The Young Changemakers Conclave held by the UNIC (United Nations Information Centre for India and Bhutan) was a brilliant event!! When I had sent the cheque of 400 bucks a month back, little did I know that the speeches of some of these eminent individuals would be of so profound a nature, that it would get me thinking of WHY am I doing what I am doing and WHAT do I actually want to do. Some of them not only highlighted the work they had done in life, but also shed light on WHY they had done so and what was the motivation behind it. This was what made the speeches really classy and awe inspiring. I have tried to enlist the key points of all the speeches below and also my thoughts on the same:
- Shaheen Mistri (Teach for India President):This woman has been working for the cause relentlessly for the last 20 years. She is the founder of the organisation. In her speech, she gave 3 instances which exemplified the highest degree of giving. In one of them a boy at the age of 16 gave up his life to ensure that his grandfather didn’t have to go back to work again. He was suffering from an illness. The grandfather had given him 14000 rupees and told him to get himself treated in a private hospital. But he saved the money and went to a government hospital. Thereby, walking to his grave... The other important thing she said was about the WHY. She said that we need to forget about the WHAT, WHEN, HOW and focus on the WHY! If you are doing something WHY are you doing it? What is your prime motivator? What is it that keeps you awake at night? If you can answer these questions honestly the HOWS and WHENS will fall into place. If you ask me, it is like the CAUSE and EFFECT principle. If you totally believe in your cause, then you will find a way to implement it and ultimately effect a change.

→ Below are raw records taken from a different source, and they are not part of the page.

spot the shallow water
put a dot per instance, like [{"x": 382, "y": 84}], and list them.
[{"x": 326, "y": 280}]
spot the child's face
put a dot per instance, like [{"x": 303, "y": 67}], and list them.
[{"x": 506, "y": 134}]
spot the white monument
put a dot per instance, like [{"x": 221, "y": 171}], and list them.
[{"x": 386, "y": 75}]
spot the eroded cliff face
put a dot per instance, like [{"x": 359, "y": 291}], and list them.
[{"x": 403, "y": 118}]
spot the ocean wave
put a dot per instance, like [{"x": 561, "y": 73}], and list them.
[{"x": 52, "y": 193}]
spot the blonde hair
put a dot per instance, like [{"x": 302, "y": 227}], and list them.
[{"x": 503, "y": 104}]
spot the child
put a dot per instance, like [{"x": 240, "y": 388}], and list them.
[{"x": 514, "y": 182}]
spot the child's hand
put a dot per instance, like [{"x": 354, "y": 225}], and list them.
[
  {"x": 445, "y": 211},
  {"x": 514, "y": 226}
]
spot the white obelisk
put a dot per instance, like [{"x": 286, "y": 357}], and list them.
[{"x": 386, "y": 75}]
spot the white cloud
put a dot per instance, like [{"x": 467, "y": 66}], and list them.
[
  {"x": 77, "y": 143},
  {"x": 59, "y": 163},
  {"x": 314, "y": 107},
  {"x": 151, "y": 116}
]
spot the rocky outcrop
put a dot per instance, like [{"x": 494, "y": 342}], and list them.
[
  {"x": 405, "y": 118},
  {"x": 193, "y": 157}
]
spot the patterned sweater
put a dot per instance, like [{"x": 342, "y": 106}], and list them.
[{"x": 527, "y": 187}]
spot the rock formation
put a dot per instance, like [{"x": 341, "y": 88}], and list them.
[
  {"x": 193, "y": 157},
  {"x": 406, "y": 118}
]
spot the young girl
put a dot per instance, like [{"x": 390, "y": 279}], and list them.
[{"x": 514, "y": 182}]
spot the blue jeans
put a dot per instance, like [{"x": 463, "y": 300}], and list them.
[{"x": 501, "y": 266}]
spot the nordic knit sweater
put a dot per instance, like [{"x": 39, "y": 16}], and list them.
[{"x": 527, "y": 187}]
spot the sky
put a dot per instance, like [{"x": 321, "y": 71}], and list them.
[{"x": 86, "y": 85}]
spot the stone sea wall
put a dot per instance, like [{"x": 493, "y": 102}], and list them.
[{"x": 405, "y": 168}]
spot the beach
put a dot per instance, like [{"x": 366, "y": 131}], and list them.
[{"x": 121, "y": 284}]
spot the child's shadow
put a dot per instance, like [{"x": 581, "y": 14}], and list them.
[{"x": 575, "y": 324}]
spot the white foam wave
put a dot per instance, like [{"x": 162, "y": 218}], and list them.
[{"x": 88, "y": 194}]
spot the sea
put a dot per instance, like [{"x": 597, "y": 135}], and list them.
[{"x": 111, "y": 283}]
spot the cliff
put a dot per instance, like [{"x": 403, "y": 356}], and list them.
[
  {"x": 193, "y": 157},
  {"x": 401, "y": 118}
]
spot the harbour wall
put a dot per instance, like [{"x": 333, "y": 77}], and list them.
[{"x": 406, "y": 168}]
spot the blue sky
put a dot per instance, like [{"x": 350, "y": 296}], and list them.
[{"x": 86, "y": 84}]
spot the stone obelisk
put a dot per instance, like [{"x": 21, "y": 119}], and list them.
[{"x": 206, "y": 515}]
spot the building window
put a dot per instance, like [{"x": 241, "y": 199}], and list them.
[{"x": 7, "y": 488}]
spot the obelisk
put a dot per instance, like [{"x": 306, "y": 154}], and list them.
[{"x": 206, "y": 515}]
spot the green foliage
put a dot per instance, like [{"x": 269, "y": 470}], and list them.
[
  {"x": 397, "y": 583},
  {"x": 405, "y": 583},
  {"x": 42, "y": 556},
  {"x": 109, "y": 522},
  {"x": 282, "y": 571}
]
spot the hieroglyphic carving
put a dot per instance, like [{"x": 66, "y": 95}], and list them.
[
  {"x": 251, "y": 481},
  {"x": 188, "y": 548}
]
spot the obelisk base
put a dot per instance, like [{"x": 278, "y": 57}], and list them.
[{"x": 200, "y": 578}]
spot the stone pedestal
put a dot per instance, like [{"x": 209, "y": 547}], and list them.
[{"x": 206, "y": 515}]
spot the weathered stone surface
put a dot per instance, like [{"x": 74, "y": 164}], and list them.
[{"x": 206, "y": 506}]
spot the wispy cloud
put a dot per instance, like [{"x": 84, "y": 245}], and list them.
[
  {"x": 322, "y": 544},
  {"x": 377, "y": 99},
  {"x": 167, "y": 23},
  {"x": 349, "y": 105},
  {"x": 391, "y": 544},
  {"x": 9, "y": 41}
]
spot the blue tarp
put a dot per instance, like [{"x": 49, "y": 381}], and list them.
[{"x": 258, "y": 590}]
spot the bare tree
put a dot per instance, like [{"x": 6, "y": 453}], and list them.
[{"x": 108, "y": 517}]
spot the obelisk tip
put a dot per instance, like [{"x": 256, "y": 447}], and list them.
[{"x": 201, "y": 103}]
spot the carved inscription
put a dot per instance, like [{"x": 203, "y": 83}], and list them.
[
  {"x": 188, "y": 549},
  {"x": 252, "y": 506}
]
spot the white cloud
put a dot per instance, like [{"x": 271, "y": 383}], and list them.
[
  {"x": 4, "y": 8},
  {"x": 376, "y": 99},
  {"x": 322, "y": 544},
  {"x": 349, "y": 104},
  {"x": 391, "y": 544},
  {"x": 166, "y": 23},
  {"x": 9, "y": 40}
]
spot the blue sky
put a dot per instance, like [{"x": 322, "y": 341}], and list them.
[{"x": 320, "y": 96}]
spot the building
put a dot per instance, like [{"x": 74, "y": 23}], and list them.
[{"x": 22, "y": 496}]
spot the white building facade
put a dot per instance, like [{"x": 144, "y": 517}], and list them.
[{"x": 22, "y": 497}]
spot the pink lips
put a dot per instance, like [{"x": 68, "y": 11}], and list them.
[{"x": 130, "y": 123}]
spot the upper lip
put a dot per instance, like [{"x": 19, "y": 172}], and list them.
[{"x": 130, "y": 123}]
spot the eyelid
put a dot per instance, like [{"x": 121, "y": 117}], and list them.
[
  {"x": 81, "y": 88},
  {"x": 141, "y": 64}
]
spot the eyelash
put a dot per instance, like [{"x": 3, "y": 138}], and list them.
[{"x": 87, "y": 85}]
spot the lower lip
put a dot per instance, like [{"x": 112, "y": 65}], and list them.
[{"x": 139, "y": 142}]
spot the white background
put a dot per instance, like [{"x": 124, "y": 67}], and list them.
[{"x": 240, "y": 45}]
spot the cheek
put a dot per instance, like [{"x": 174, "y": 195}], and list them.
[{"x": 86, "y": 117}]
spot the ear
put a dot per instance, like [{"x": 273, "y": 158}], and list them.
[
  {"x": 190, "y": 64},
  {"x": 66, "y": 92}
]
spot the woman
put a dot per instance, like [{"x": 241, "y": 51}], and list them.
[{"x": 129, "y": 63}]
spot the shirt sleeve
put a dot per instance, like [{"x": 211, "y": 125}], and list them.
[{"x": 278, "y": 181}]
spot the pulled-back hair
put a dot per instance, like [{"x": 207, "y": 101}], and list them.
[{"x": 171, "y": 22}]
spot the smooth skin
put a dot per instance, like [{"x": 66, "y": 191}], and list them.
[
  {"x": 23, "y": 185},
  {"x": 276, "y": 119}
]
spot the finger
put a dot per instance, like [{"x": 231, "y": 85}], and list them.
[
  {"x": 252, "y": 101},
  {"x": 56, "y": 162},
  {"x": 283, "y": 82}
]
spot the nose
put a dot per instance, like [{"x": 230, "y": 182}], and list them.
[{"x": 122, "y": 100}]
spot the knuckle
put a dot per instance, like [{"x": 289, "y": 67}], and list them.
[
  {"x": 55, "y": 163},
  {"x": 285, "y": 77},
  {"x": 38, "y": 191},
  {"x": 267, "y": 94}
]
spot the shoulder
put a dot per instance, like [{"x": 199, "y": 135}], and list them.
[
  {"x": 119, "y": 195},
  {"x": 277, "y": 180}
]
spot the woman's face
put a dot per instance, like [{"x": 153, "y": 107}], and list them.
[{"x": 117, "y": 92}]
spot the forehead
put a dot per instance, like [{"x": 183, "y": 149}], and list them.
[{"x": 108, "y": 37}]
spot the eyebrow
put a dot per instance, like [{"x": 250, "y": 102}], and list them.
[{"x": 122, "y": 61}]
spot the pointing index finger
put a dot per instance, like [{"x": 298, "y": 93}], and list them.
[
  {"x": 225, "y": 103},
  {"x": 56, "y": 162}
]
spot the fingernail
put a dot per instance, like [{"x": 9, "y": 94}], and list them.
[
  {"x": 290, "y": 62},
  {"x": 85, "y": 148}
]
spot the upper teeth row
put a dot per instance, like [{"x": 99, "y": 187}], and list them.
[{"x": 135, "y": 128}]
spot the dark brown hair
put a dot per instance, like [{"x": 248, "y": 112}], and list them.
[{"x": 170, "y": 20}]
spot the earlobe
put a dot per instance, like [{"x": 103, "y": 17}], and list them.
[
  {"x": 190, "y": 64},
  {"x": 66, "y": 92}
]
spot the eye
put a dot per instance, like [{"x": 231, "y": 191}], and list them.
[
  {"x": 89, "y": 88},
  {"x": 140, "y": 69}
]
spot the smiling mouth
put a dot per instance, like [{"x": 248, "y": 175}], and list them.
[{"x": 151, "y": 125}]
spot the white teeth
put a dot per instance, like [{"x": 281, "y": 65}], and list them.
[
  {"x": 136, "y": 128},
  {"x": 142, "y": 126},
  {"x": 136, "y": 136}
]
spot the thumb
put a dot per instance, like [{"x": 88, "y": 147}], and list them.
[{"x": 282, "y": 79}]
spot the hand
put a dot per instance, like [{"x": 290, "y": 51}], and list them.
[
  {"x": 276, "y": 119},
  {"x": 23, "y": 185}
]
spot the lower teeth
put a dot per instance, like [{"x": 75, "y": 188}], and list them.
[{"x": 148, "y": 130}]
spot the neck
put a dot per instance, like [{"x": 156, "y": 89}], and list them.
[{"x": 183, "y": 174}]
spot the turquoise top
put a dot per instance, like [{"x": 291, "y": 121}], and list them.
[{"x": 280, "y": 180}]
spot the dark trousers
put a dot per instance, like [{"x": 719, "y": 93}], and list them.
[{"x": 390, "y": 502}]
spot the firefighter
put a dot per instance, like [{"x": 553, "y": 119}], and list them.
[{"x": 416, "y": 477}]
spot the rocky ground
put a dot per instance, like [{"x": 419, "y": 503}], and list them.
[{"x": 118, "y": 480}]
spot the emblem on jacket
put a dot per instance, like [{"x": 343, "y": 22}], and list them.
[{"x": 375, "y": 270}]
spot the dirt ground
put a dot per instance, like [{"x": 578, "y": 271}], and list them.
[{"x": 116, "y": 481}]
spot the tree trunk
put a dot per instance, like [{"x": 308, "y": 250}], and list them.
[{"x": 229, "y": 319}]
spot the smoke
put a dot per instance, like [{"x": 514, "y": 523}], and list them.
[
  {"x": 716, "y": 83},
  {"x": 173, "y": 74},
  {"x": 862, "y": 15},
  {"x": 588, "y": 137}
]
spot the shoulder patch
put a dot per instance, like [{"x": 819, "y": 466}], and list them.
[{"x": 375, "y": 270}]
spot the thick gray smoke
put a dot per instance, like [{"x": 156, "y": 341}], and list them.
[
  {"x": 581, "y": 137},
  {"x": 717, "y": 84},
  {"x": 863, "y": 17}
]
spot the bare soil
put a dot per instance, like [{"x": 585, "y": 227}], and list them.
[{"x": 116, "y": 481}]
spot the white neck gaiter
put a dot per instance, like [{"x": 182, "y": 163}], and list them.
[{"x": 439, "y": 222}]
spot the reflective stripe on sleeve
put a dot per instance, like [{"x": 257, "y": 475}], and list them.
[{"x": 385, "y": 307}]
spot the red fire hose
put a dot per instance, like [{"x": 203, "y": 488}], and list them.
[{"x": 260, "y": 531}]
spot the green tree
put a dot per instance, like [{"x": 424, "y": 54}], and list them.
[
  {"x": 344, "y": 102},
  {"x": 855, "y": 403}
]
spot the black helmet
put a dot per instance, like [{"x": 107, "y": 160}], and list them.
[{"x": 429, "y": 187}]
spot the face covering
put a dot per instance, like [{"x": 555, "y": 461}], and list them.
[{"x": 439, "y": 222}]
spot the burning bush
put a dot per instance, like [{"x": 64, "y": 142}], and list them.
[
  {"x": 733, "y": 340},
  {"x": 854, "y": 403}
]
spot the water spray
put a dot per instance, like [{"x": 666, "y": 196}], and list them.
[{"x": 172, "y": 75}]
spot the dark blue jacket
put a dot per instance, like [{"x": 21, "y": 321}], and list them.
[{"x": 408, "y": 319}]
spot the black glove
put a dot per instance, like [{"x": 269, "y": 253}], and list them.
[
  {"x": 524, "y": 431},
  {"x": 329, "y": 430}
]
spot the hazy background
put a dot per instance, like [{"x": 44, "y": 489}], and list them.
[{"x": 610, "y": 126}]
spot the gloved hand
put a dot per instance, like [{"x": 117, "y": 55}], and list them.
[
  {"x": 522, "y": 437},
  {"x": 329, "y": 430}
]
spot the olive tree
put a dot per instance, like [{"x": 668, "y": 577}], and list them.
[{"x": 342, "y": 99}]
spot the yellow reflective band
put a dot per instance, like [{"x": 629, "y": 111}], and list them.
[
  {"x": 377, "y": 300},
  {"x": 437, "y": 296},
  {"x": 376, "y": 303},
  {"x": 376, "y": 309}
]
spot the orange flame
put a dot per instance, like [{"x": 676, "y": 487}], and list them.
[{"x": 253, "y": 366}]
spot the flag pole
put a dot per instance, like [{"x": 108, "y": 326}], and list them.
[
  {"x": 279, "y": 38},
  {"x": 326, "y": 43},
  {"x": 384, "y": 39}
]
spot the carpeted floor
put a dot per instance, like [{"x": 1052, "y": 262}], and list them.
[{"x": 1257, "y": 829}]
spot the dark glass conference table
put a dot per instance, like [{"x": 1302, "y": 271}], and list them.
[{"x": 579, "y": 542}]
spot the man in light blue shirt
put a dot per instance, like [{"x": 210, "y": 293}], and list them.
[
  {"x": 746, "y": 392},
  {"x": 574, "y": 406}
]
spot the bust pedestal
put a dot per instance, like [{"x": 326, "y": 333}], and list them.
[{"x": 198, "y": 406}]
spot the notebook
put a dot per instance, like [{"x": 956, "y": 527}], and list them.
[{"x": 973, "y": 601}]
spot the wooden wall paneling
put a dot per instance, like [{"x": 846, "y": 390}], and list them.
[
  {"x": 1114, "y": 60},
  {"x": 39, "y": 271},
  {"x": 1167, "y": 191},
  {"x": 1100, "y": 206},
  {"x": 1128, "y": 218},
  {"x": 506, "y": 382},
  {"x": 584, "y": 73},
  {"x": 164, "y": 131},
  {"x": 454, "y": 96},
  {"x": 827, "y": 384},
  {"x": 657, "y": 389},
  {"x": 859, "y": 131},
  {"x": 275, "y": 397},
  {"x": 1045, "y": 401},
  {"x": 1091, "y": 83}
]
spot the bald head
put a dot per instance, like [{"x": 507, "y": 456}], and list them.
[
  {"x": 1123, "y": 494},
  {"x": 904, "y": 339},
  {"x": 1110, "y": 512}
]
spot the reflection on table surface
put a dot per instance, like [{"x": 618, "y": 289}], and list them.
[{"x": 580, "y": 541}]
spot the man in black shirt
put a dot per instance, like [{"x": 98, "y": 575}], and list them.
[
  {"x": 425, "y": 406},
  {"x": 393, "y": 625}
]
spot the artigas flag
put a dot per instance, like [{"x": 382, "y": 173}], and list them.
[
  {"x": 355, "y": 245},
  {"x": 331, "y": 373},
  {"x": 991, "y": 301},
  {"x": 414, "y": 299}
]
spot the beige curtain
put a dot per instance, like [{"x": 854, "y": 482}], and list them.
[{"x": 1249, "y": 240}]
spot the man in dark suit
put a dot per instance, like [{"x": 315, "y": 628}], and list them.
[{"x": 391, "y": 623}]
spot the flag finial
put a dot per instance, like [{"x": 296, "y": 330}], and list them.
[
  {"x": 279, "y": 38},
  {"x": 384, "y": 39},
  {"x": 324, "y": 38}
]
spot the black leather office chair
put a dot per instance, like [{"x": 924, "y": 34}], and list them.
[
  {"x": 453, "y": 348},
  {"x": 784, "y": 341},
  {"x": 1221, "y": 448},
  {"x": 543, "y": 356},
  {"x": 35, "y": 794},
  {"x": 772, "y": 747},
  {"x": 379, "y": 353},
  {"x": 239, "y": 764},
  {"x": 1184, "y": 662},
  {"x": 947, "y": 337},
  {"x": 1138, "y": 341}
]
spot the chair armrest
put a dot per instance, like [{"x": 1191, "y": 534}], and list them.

- Sehul Seth (Counselage CEO – Consultancy firm):This guy totally killed it! He was so sardonic and satirical in his talk! Impressive! This is how he started,“CHANGE??? Who needs change? Why people are putting their statues and other animal statues everywhere! Why, only yesterday a man was arrested for making a cartoon! Who needs change???”There was more. But unfortunately this is how much I remember. For people who didn’t get it, both comments allude to Mamata Banerjee, CM West Bengal. This way of talking about Change actually made an impact and made us ponder on the preposterous things that are happening around us.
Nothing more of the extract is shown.